Non c’è frase migliore se non questa sentenza lapidaria di Cervantes, che paragona la gelosia alla malattia, non all’altra faccia dell’amore come spesso si crede, tantomeno alla banalizzante giustificazione “sono geloso perché ti amo”. 

Tu sei mia. La mia donna, la mia ragazza, la mia compagna, la mia persona. Quante volte ci siamo sentite dire questa frase, che non indica appartenenza ma possesso

In molte culture e relazioni, esistono convinzioni diffuse che portano a confondere comportamenti tossici con gesti d’amore e d’affetto. Tra questi, la gelosia è spesso vista come un segno di interesse e passione, mentre alcuni comportamenti violenti e di controllo vengono accettati, normalizzati o persino giustificati come dimostrazioni d’amore. Questa distorsione della realtà può portare a situazioni pericolose, dove la violenza non solo viene tollerata ma anche richiesta come prova d’amore

Infatti, la gelosia è spesso romanticizzata, considerata al pari delle molte dimostrazioni di quanto il partner tenga alla relazione. Frasi come “è geloso perché mi ama davvero” o “la gelosia è una prova d’amore” sono veramente comuni e possono portare a giustificare comportamenti possessivi. 

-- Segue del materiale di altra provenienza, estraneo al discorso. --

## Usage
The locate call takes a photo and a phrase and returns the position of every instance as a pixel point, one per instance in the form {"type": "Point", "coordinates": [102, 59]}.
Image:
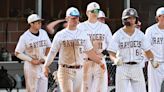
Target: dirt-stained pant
{"type": "Point", "coordinates": [130, 73]}
{"type": "Point", "coordinates": [35, 79]}
{"type": "Point", "coordinates": [70, 80]}
{"type": "Point", "coordinates": [94, 80]}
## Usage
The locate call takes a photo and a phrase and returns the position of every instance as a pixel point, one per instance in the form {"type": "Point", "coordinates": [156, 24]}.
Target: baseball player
{"type": "Point", "coordinates": [32, 48]}
{"type": "Point", "coordinates": [126, 52]}
{"type": "Point", "coordinates": [101, 16]}
{"type": "Point", "coordinates": [71, 43]}
{"type": "Point", "coordinates": [100, 35]}
{"type": "Point", "coordinates": [155, 35]}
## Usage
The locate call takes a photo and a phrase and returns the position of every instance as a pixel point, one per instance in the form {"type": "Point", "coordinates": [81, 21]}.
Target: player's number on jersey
{"type": "Point", "coordinates": [100, 45]}
{"type": "Point", "coordinates": [138, 52]}
{"type": "Point", "coordinates": [80, 50]}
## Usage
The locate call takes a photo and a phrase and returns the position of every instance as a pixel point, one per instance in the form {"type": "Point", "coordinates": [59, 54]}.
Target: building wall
{"type": "Point", "coordinates": [14, 13]}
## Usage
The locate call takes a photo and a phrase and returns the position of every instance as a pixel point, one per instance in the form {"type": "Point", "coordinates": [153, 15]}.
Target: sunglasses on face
{"type": "Point", "coordinates": [95, 11]}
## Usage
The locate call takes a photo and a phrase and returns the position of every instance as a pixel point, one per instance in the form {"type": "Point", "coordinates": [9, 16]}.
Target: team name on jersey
{"type": "Point", "coordinates": [71, 43]}
{"type": "Point", "coordinates": [129, 44]}
{"type": "Point", "coordinates": [157, 40]}
{"type": "Point", "coordinates": [97, 36]}
{"type": "Point", "coordinates": [37, 44]}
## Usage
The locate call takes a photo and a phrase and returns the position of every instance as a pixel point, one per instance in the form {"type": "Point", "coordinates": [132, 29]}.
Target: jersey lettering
{"type": "Point", "coordinates": [37, 44]}
{"type": "Point", "coordinates": [130, 44]}
{"type": "Point", "coordinates": [71, 43]}
{"type": "Point", "coordinates": [157, 40]}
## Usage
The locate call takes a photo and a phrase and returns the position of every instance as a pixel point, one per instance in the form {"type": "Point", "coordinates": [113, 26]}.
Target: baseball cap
{"type": "Point", "coordinates": [101, 14]}
{"type": "Point", "coordinates": [160, 11]}
{"type": "Point", "coordinates": [72, 11]}
{"type": "Point", "coordinates": [33, 18]}
{"type": "Point", "coordinates": [93, 6]}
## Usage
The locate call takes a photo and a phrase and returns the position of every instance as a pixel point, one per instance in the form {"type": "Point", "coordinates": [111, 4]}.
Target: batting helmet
{"type": "Point", "coordinates": [129, 12]}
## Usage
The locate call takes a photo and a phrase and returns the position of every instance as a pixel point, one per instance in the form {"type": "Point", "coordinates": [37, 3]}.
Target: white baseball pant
{"type": "Point", "coordinates": [130, 73]}
{"type": "Point", "coordinates": [155, 77]}
{"type": "Point", "coordinates": [70, 80]}
{"type": "Point", "coordinates": [35, 79]}
{"type": "Point", "coordinates": [95, 80]}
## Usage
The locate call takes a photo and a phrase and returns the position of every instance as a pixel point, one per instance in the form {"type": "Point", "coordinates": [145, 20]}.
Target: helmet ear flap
{"type": "Point", "coordinates": [136, 21]}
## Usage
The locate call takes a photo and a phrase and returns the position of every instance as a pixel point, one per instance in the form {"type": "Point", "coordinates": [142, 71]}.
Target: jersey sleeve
{"type": "Point", "coordinates": [88, 44]}
{"type": "Point", "coordinates": [146, 44]}
{"type": "Point", "coordinates": [114, 43]}
{"type": "Point", "coordinates": [53, 50]}
{"type": "Point", "coordinates": [148, 35]}
{"type": "Point", "coordinates": [48, 40]}
{"type": "Point", "coordinates": [20, 45]}
{"type": "Point", "coordinates": [108, 38]}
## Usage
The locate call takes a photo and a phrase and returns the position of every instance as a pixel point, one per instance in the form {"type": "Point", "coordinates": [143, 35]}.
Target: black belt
{"type": "Point", "coordinates": [131, 63]}
{"type": "Point", "coordinates": [73, 67]}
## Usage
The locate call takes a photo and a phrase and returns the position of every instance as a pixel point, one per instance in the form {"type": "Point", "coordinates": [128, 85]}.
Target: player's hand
{"type": "Point", "coordinates": [42, 61]}
{"type": "Point", "coordinates": [45, 71]}
{"type": "Point", "coordinates": [155, 64]}
{"type": "Point", "coordinates": [118, 62]}
{"type": "Point", "coordinates": [102, 65]}
{"type": "Point", "coordinates": [35, 62]}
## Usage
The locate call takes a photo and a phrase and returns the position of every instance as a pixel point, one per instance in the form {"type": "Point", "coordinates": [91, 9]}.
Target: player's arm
{"type": "Point", "coordinates": [51, 55]}
{"type": "Point", "coordinates": [117, 61]}
{"type": "Point", "coordinates": [25, 57]}
{"type": "Point", "coordinates": [150, 57]}
{"type": "Point", "coordinates": [95, 57]}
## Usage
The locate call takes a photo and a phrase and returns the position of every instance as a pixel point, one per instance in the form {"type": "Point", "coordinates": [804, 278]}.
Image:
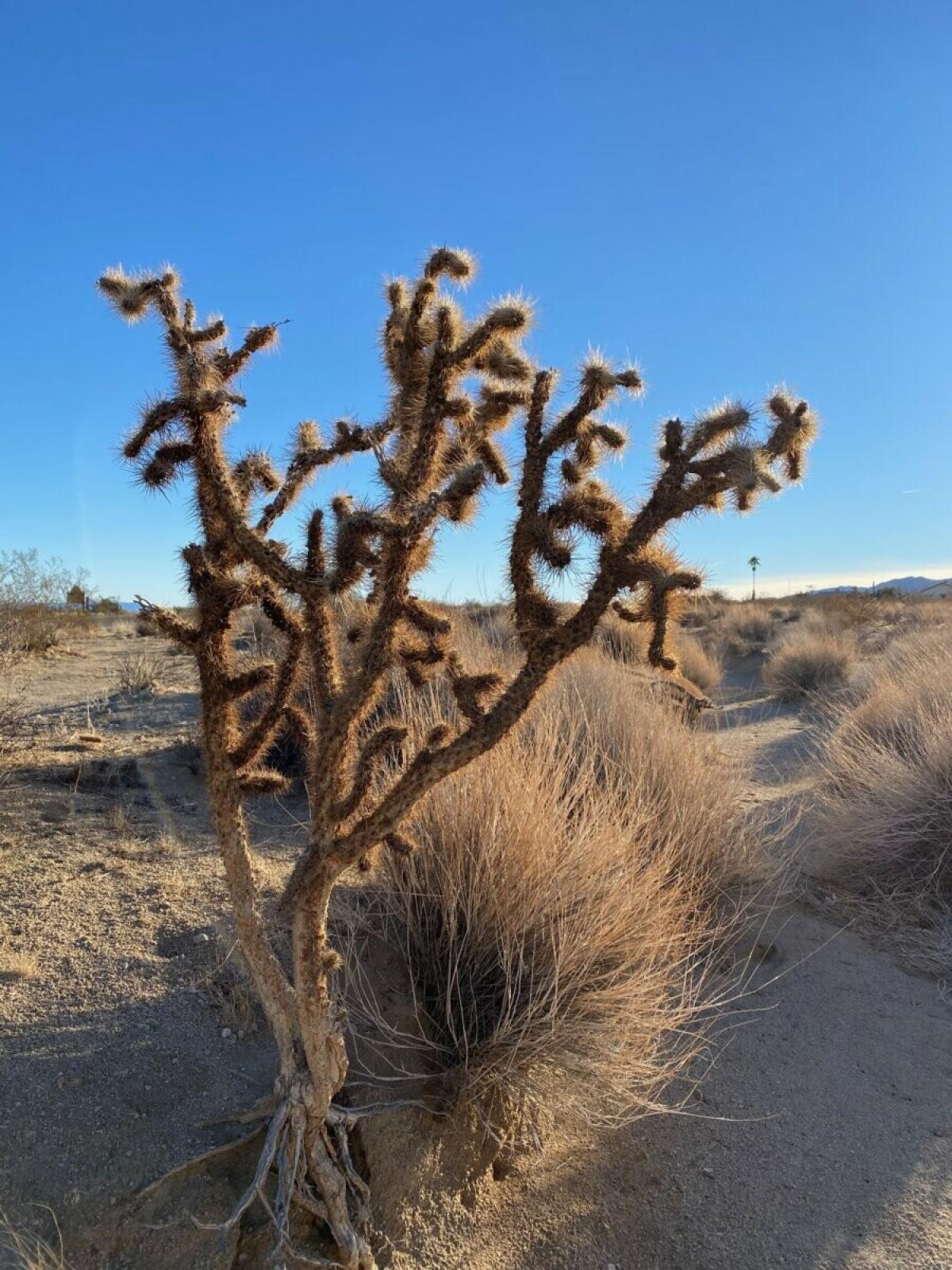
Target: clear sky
{"type": "Point", "coordinates": [731, 194]}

Ma la gelosia non è un segnale d’amore, è un bisogno di controllo e possesso. La gelosia diventa una scusa per giustificare l’abuso.

Gelosia, quel drago che uccide l’amore con il pretesto di mantenerlo in vita.

Havelock Ellis

La mia domanda è: il confine tra forme d’amore e forme di violenza è chiaro? Gelosia, possesso, annullamento di sé per compiacere la persona che ci piace sono ormai una nuova frontiera del romanticismo? È chiaro alle ragazze e ai ragazzi che sono forme di violenza e non di amore

IL PRIMO AMORE

Quando ripenso ai primi amori in adolescenza mi ricordo momenti felici, spensierati, teneri, le “farfalle nello stomaco” e piccoli gesti romantici. Era l’incontro con l’altro, sono stati gli anni in cui ho imparato la danza dell’affettività. Per i ragazzi di oggi però la situazione sembra molto diversa. 

È sempre difficile per me parlare di violenza nelle relazioni di coppia, mi fa quasi male scriverne. La coppia deve essere un luogo quasi fisico dove due corporeità si uniscono per creare un terreno fertile e arricchente, non un luogo abitato da paura e controllo. Eppure… 

Eppure, da pochi anni si è iniziato a prestare attenzione al modo in cui la violenza si manifesta già nei giovanissimi. L’espressione usata per descrivere il fenomeno è Teen Dating Violence

LA SURVEY

Non amo i numeri, non amo i dati, li trovo asettici. Ma servono a capire il mondo dell’amore e delle relazioni degli adolescenti. A raccogliere le loro opinioni è stata Save the Children in collaborazione con Ipsos, pubblicandole nel rapporto “Le ragazze stanno bene? Indagine sulla violenza di genere onlife in adolescenza”. 

Dal report, doloroso resoconto che ha analizzato le esperienze relazionali di 800 adolescenti, emerge che la gelosia è vista come un segno d’amore, che la geolocalizzazione e la condivisione delle password social sono prove di fedeltà, e che “uno schiaffo ogni tanto può anche capitare”. 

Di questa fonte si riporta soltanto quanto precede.